LA TRAME VIBRATOIRE
Parmi les 108000 yogas dont l'Inde affirme être détentrice, il en est un qui concerne le son: le nada yoga, ou yoga de la résonance (nommé Shabd Yoga dans la tradition sikh). Étroitement relié à la tradition tantrique - qui explore la dynamique énergétique de tous les étages corporels - le yoga du son se fonde sur le postulat que la nature du monde est purement vibratoire; il résulte à tout instant des interférences harmoniques émanant du son primordial : le OM cosmique, nommé Shabdabrahman.

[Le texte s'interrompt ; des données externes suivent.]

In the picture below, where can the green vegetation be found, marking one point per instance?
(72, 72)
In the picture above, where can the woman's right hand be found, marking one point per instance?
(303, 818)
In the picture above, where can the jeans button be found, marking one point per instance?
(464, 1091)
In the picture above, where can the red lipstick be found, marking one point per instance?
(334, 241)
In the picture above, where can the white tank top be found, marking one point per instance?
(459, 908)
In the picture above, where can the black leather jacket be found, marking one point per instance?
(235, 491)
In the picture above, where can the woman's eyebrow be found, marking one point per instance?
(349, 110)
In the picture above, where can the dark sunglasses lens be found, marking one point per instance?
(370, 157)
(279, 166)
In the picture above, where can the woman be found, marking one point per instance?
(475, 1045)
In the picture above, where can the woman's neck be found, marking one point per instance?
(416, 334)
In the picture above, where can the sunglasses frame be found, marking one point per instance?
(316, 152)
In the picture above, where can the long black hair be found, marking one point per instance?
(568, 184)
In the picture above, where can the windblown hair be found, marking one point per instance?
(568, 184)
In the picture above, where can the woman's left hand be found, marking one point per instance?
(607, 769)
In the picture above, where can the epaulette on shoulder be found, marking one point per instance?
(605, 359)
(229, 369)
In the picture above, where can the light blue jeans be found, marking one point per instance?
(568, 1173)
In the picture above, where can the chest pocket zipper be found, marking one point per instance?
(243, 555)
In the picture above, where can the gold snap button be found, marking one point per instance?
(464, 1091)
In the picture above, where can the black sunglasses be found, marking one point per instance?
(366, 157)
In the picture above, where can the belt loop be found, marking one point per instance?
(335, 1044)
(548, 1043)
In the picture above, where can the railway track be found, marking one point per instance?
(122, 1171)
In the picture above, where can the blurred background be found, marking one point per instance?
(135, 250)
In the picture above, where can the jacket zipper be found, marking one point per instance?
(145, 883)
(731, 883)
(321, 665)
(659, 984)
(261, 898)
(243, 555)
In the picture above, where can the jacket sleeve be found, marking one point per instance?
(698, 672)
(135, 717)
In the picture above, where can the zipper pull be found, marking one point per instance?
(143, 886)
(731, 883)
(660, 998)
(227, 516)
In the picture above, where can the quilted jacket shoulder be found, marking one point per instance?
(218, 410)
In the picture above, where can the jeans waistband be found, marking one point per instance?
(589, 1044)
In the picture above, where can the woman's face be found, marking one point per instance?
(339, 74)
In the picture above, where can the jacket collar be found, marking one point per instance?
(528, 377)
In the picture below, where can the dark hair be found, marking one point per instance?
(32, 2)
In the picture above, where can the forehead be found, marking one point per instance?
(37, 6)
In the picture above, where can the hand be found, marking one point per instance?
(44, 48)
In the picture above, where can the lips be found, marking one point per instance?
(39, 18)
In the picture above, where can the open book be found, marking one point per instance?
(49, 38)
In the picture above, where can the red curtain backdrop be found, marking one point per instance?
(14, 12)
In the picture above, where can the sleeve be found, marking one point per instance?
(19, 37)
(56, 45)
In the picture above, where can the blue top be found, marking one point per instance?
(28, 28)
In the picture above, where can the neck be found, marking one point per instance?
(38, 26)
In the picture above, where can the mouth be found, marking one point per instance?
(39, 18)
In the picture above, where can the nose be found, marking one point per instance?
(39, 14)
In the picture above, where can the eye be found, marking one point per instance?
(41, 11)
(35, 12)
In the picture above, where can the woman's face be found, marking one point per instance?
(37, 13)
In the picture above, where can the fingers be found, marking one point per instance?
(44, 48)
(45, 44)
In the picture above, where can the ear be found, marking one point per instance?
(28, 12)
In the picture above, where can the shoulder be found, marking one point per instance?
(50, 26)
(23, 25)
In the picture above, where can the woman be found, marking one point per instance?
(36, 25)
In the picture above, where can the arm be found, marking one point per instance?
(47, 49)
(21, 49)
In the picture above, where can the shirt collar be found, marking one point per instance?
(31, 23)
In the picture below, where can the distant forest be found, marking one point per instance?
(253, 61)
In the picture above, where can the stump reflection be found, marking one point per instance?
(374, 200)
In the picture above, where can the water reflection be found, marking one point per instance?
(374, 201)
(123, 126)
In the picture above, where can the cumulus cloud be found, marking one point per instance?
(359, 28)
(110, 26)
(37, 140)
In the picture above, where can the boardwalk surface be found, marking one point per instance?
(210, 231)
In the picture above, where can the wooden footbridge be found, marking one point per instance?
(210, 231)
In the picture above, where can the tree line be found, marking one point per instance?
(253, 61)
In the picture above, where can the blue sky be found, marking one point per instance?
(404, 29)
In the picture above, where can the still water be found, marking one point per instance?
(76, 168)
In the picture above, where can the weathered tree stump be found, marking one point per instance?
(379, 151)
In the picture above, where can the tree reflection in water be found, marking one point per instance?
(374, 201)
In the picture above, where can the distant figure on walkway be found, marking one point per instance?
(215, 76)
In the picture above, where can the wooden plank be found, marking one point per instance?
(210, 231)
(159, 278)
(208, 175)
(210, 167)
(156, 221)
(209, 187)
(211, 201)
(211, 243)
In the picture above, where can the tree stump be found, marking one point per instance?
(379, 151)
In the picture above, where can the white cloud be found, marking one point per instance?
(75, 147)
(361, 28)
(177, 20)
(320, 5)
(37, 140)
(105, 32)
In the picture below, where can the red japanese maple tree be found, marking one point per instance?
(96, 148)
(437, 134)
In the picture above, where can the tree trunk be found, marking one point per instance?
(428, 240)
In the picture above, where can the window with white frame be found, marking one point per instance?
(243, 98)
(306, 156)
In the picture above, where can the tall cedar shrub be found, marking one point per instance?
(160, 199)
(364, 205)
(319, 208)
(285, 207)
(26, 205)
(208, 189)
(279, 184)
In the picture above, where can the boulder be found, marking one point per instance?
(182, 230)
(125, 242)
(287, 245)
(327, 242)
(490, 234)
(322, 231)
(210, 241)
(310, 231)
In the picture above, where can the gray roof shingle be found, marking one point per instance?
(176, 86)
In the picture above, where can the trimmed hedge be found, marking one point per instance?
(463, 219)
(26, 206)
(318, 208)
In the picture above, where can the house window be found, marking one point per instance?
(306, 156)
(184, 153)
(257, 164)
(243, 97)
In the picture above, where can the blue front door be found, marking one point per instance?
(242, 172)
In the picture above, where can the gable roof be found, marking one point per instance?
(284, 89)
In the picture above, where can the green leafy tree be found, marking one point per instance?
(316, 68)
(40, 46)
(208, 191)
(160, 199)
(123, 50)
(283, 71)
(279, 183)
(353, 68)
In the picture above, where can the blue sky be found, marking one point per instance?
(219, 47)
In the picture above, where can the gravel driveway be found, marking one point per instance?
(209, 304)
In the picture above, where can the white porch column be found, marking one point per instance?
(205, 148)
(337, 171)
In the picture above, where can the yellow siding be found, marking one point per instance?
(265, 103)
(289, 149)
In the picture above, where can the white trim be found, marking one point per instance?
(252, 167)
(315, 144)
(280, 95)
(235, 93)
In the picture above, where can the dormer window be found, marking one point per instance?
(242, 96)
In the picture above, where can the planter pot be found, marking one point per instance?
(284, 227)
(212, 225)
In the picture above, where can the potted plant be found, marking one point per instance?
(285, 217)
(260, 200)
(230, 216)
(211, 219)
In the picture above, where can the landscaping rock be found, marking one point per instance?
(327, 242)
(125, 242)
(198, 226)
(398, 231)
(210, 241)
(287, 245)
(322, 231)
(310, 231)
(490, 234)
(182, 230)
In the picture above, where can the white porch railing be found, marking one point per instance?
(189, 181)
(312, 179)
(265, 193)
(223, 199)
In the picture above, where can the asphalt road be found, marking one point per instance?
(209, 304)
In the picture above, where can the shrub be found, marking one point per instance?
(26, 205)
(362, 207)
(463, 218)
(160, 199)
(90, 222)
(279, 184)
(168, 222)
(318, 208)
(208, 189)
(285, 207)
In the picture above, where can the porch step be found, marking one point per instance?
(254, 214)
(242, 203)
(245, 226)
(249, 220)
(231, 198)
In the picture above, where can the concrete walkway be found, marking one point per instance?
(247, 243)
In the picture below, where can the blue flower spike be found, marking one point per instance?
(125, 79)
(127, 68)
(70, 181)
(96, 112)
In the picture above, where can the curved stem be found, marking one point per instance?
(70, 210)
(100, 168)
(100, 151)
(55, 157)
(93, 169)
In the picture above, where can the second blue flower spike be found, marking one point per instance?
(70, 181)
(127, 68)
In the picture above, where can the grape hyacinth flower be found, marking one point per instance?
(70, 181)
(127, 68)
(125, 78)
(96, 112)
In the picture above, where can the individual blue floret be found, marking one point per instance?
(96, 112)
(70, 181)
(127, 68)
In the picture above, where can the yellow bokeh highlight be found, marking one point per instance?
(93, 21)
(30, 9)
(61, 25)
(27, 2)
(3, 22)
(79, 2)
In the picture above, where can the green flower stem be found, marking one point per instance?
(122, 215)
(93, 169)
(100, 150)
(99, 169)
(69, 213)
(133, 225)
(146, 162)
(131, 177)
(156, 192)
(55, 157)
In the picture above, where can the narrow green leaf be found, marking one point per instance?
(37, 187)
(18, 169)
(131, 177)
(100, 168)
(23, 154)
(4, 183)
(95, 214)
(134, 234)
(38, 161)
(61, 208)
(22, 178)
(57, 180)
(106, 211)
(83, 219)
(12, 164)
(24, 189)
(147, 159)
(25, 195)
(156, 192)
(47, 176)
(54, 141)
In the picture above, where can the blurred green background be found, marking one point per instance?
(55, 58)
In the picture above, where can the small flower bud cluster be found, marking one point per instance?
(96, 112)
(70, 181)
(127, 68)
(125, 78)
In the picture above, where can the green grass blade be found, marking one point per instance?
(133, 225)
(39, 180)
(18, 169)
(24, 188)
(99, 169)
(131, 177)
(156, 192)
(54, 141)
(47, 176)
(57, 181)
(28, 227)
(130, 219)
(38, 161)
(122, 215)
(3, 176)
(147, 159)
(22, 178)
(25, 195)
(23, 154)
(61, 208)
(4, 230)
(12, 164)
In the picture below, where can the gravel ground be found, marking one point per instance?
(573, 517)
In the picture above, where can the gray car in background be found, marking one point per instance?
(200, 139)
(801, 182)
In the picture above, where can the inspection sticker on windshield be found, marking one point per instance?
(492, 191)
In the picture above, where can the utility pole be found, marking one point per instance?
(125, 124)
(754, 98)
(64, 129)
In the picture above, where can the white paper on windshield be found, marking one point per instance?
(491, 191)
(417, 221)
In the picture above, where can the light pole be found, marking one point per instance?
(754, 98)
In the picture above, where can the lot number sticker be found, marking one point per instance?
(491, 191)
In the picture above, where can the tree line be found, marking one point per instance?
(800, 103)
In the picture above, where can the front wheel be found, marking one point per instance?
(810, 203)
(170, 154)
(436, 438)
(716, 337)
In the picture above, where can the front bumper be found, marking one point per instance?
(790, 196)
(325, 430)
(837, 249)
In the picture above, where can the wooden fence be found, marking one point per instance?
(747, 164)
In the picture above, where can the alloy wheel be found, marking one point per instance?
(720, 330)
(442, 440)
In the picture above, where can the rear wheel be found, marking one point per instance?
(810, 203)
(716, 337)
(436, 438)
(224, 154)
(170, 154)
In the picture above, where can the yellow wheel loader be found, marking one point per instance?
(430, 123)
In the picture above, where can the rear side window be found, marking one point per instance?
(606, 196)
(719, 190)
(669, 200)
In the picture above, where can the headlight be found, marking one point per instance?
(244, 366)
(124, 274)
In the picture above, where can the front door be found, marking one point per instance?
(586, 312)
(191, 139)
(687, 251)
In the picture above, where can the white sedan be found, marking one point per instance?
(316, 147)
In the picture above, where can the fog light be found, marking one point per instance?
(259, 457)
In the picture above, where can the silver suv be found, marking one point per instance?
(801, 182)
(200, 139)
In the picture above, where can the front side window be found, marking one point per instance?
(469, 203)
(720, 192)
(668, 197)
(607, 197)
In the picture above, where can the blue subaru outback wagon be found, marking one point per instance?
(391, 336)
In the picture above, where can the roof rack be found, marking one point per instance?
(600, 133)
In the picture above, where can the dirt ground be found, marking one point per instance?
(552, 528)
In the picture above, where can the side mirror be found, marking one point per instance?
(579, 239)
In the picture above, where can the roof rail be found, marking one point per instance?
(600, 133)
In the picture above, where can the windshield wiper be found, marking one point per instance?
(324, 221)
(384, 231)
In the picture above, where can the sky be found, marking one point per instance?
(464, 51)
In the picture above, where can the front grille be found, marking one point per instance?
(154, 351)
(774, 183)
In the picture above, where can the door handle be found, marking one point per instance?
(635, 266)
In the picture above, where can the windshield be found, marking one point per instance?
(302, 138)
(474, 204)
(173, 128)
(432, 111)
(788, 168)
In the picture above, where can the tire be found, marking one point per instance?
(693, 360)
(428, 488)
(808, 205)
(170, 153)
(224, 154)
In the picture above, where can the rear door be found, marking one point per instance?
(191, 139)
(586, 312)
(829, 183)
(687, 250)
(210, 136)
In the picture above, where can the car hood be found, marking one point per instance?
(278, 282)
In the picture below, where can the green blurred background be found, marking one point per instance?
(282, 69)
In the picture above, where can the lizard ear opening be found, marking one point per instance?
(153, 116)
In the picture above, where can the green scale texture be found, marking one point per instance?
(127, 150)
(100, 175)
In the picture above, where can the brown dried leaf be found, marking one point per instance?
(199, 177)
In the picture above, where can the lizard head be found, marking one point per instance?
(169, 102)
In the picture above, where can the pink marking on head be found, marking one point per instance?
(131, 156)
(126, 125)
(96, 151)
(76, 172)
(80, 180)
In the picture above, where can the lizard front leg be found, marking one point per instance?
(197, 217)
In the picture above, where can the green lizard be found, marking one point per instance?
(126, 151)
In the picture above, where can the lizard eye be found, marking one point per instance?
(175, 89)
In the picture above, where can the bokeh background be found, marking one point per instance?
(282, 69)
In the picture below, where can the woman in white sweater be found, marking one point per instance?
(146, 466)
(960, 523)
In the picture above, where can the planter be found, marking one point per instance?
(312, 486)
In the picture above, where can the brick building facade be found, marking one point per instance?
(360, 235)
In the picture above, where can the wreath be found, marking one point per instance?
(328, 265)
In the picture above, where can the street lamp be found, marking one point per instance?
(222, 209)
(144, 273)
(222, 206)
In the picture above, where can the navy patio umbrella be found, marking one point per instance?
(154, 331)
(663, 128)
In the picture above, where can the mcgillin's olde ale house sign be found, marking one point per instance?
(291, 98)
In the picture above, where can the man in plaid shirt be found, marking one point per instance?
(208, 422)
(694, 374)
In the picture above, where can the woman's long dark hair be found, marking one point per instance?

Ainsi, le nada yogi est invité d'abord à exercer son écoute des sons habituels, produits par la nature ou les humains (écouter un concert de grenouilles, le grondement de l'orage ou porter son attention sur les inflexions de la voix humaine peut faire partie des exercices préliminaires, comme la répétition des mantras). Ensuite, il est invité à se mettre à l'écoute du silence, afin d'y entendre ces mystérieux nadas qui constituent la trame de l'univers, comme du corps humain.
Ces nadas sont des sons se tenant à la frontière de l'audible, ils ne sont pas le produit d'un quelconque frottement ou frappement, auto-engendré, et les indiens leur donnent le nom du Shakra du Coeur : Anahata, signifiant non frappé. |
|
Au début de la recherche, l'imperceptible présence pulsante des nadas reste en arrière plan de la conscience, jusqu'à ce que le méditant réalise qu'ils sont plus proches de lui que lui-même, puisqu'ils constituent justement la trame dynamique de cette conscience. Tout événement psychique est sous-tendu par l'activation d'un nada, que l'on n'entend pas habituellement mais qui produit un effet de conscience.